Judges examine aircraft based on scale documentation, as well as how well they fly compared to the real thing.
Pilots also stage planes on the tarmac so planes can be judged for craftsmanship, color, markings, and outlines.
The criteria for the flying part are based on 10 different maneuvers.
It can take at least two years to build an “accurate, high-quality scale model,” Dickey said.
“I came more from the standpoint of the fun of modeling things in general,” Dickey said. “And it really comes from my desire to be in the store and build things with my hands from scratch.”
Dickey said “hand building”—building the models by hand—has declined with the advent of ready-to-fly kits.
“It’s becoming a lost art because now you can buy these models that have been fully built and just need to be put together,” Dickey said.

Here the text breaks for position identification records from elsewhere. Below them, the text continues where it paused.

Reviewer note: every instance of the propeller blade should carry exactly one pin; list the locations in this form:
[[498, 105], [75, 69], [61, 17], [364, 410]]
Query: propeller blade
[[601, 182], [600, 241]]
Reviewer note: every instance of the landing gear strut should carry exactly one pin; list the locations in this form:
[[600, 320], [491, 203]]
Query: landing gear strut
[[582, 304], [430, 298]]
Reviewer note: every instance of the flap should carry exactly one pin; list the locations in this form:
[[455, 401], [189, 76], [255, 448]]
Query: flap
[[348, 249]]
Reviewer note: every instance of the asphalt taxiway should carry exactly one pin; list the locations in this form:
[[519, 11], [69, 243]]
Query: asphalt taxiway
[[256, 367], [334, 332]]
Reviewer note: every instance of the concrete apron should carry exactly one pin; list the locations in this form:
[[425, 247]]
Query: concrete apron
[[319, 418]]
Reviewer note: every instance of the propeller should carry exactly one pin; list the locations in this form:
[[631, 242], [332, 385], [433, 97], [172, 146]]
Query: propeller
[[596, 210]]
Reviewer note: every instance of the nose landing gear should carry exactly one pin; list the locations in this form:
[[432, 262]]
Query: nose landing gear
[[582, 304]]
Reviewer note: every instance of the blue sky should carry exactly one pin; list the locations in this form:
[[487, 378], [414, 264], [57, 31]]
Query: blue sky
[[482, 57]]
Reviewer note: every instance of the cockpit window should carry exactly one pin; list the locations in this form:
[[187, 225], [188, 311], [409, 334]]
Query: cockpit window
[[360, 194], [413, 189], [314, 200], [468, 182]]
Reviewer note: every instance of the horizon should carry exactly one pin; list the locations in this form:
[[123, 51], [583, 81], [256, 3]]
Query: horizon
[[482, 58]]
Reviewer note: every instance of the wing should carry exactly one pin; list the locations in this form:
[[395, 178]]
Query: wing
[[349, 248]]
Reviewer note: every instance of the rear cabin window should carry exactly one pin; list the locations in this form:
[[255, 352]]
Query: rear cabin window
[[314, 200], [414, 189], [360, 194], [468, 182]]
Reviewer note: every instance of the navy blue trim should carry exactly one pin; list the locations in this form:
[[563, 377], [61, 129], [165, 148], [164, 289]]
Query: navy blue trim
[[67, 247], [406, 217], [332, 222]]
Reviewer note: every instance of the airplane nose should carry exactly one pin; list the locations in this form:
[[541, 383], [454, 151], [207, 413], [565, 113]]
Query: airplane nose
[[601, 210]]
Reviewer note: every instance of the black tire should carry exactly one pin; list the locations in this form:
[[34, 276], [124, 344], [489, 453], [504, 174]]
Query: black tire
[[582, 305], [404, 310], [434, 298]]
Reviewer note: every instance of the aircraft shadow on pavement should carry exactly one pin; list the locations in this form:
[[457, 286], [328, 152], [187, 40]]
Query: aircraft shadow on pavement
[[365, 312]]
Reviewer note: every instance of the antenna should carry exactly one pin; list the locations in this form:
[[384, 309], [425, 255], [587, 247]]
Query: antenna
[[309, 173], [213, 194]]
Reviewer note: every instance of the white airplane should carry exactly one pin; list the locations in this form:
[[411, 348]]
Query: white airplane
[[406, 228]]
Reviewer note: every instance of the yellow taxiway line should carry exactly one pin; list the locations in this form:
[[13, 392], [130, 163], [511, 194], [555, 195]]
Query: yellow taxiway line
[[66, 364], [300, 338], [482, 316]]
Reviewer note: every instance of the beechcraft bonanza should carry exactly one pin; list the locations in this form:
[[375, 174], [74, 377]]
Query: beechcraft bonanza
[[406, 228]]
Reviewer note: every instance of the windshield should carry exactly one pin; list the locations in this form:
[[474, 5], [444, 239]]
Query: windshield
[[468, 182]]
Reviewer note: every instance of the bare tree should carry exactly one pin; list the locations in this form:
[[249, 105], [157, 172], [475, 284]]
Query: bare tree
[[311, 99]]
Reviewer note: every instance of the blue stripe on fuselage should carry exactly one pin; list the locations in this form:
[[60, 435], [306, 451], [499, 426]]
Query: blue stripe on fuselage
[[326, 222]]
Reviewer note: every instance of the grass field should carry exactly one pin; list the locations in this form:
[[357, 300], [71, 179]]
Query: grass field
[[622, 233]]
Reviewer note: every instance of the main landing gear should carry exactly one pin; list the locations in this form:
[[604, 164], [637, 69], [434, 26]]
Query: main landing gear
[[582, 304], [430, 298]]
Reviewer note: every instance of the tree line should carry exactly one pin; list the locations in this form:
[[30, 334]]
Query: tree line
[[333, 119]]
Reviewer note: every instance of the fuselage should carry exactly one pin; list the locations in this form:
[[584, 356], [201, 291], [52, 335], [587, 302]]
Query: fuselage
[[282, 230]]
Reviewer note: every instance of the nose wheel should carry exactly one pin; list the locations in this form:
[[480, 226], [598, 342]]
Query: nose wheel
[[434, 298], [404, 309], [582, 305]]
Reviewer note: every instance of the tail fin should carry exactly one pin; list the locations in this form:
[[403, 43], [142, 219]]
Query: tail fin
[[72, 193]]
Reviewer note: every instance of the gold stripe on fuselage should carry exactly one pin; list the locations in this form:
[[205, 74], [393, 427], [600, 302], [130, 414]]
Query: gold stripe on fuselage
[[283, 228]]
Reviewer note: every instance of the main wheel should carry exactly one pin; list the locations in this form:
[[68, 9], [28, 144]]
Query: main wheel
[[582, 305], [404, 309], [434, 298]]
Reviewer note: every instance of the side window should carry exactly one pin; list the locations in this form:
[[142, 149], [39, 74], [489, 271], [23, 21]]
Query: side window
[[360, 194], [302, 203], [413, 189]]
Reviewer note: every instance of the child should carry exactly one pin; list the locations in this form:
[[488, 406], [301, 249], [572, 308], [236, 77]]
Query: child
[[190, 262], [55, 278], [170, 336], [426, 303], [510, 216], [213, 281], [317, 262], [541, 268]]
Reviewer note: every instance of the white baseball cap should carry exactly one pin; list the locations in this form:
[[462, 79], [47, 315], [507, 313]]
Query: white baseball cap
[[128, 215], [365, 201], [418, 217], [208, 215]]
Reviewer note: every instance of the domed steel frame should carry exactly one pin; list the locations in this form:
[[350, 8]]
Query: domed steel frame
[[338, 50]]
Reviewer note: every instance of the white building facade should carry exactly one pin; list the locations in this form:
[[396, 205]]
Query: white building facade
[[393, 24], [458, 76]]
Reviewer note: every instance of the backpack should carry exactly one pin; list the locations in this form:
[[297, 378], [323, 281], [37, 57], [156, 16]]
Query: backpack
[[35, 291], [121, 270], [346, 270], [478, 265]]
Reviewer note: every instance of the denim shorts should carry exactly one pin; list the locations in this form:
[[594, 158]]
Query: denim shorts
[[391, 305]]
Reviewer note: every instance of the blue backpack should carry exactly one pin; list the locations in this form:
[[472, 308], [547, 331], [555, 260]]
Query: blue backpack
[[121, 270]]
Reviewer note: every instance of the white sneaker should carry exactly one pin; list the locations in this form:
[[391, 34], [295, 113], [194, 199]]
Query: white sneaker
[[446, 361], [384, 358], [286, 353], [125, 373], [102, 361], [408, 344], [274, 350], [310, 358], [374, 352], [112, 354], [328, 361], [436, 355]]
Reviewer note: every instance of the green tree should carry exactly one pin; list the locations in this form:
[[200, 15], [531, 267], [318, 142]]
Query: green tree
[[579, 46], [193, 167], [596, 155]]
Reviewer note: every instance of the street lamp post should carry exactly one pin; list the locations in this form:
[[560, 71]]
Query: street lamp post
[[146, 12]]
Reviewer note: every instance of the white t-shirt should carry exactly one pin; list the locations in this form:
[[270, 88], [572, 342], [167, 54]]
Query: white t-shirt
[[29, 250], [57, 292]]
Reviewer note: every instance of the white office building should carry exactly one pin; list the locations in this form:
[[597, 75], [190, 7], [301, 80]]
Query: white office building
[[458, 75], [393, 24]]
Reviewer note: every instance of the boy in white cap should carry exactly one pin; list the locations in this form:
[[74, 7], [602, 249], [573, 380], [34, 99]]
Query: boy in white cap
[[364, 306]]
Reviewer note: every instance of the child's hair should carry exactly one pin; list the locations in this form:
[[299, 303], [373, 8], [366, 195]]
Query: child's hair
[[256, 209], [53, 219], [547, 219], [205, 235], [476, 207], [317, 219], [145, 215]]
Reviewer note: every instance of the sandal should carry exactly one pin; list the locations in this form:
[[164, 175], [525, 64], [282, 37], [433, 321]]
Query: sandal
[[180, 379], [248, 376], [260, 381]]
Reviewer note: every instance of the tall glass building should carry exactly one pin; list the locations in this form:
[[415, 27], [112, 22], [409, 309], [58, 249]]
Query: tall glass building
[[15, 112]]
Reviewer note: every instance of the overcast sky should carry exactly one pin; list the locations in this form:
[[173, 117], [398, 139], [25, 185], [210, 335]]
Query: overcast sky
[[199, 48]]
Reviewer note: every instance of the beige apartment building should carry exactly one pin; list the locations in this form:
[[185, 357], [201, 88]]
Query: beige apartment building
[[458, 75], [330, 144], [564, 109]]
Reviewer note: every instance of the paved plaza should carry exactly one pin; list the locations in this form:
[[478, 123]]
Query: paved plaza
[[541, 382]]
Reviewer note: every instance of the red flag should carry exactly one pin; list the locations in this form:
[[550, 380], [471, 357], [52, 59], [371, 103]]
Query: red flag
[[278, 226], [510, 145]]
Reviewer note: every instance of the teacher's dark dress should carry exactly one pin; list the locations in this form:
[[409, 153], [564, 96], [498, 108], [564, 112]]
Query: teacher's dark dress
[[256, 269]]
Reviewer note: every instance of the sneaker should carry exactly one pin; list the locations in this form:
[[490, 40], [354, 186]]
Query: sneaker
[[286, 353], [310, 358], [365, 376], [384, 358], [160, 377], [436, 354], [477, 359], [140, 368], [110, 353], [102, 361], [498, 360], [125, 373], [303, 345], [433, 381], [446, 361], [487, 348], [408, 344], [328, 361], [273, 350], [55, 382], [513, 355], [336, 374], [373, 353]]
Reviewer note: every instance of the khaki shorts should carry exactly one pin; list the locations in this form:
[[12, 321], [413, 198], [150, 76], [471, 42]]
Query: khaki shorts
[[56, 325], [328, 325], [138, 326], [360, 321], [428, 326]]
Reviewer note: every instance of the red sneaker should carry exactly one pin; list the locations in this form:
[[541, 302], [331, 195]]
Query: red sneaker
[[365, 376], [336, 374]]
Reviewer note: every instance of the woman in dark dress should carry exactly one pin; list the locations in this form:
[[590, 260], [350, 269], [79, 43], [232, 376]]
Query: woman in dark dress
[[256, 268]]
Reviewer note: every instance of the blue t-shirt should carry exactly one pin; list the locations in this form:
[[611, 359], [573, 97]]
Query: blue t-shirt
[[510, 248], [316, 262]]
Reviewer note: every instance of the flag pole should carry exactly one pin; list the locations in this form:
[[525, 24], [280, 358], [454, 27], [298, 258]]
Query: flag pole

Most model parts are made of a lightweight wood like balsa or composite plastic and the planes go down to the finest detail, including decals and rivets.
Starter kits can start at $400 for a foam battery-powered plane and remote control and go up to $20,000 for a quarter-scale gasoline-powered Beechcraft King Air utility plane.
The club has been in existence for over 40 years and has over 260 members aged 8 to 80.
The club uses the Superstition Air Park as it offers an 850 foot long paved runway and bays for staging aircraft.
“It’s one of the nicest, if not the nicest track set-up, certainly in Arizona, and maybe even in the west,” Dickey said.
Lt. Col. (Retired) Larry Wagy enjoys teaching flight instruction to other members, which he did while serving in the United States Air Force for 24 years.
Wagy said interest in the hobby has waned and fears the hobby he has enjoyed since he was 7 will eventually crumble and burn because “the health of the club depends on the arrival of young people.
Rodger Hoover, who will compete in the national championship and has spent more than 35 years working for Douglas Aircraft in the manufacturing and repair business, agreed.
Hoover said younger generations are always welcome, adding, “There’s always someone to teach you how to fly.”